Assemble all your components and envision the pattern. The right kind of wood, the correct screws, wood glue, any hardware required. Characters, basic plot outline, a few ideas, world building. Lay the pieces of wood on top of each other according to the pattern or idea. Envision how they will fit together.
Pre-drill the holes. You should never just put the screws straight in. You could end up wasting wood, drilling screws in crooked, and causing uneven joints. Pre-drilling is your rough draft. Get everything lined up how you want it and create the general shape.

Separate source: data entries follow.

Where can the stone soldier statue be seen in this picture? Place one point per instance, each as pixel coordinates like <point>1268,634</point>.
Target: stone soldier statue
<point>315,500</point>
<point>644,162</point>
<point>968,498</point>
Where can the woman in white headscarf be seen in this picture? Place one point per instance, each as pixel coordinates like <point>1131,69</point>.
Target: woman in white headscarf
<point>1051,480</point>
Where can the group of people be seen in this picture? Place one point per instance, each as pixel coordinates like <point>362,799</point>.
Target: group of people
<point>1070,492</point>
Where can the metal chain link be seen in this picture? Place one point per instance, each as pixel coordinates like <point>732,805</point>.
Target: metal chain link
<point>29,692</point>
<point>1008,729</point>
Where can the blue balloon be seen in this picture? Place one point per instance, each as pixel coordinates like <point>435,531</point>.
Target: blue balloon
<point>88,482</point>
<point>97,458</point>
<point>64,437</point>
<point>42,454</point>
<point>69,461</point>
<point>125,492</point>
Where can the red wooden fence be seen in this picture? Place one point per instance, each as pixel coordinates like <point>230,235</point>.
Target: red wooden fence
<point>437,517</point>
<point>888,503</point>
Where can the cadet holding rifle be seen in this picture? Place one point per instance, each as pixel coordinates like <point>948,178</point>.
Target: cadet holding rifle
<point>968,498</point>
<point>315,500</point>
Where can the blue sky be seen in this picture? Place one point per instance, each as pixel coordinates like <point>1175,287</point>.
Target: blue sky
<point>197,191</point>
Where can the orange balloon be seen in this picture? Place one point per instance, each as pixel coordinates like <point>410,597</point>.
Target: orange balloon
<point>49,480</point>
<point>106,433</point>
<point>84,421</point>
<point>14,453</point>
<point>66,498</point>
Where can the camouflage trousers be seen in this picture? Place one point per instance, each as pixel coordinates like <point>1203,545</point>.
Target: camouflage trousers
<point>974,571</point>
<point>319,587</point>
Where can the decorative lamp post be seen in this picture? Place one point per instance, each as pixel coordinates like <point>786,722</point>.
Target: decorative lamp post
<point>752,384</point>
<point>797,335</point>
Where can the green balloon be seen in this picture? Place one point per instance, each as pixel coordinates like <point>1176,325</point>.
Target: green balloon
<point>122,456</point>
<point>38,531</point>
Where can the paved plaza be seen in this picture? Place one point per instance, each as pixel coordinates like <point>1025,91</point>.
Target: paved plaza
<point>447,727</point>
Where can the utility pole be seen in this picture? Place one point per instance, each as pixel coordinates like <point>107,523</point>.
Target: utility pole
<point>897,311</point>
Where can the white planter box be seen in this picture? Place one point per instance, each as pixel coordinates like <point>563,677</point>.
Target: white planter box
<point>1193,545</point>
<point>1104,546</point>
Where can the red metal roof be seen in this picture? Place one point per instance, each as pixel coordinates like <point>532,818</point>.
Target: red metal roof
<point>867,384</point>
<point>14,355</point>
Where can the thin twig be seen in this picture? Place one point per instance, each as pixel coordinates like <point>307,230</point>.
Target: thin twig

Start the screws. Go around to each hole and start the screws, tightening them 1/2 to 3/4 of the way in. Never tighten them all the way on the first try. That could result in uneven joints and make it so other holes won’t line up later. Your first round of editing should focus on large-scale issues like plot and character development. Begin fusing the overall structure of the story together and give it a solid foundation.
Tighten the screws. Tighten each screw fully one at a time, solidifying the structure of your piece. Read through your entire written work again, fixing smaller details this time, such as word choice, symbolism, and grammar.
Sand, paint, and decorate as needed. Perhaps your piece will be complete after you tighten the screws. Perhaps it just needs a little…something. Sanding, so it’s smooth and even. Painting, to give it a little color and pop. Don’t neglect this stage of writing, but don’t linger too long here, either. Too much sanding and your piece will become thin and brittle. Too much paint and it becomes gloppy.
Be finished. When the piece is done, leave it alone. Hang it on the wall. Give it to a friend. Be finished, and enjoy your creation. For writing, send it to agents, self-publish it, or share it with friends.
This comparison also brings out the very practical, technical aspect of writing. Just about every writing advice book, blog post, or speech includes a small treatise denouncing the mystical intuitive storyteller myth and instead reinforcing the necessity of hard work and mental sweat, blood, and tears. It’s all true. Writing is WORK.
I am currently tightening the screws, sanding, and painting my final draft of Firestarter. At times I am tempted to skip ahead and be FINISHED. Other times I just want to sand more and more and quadruple check all of those screws. I’m close, though. After a really rough summer full of depression and self-doubt, I’m finally getting close.
Good luck to all of you writers and artists out there. Believe in yourself. Work HARD. And enjoy your creations.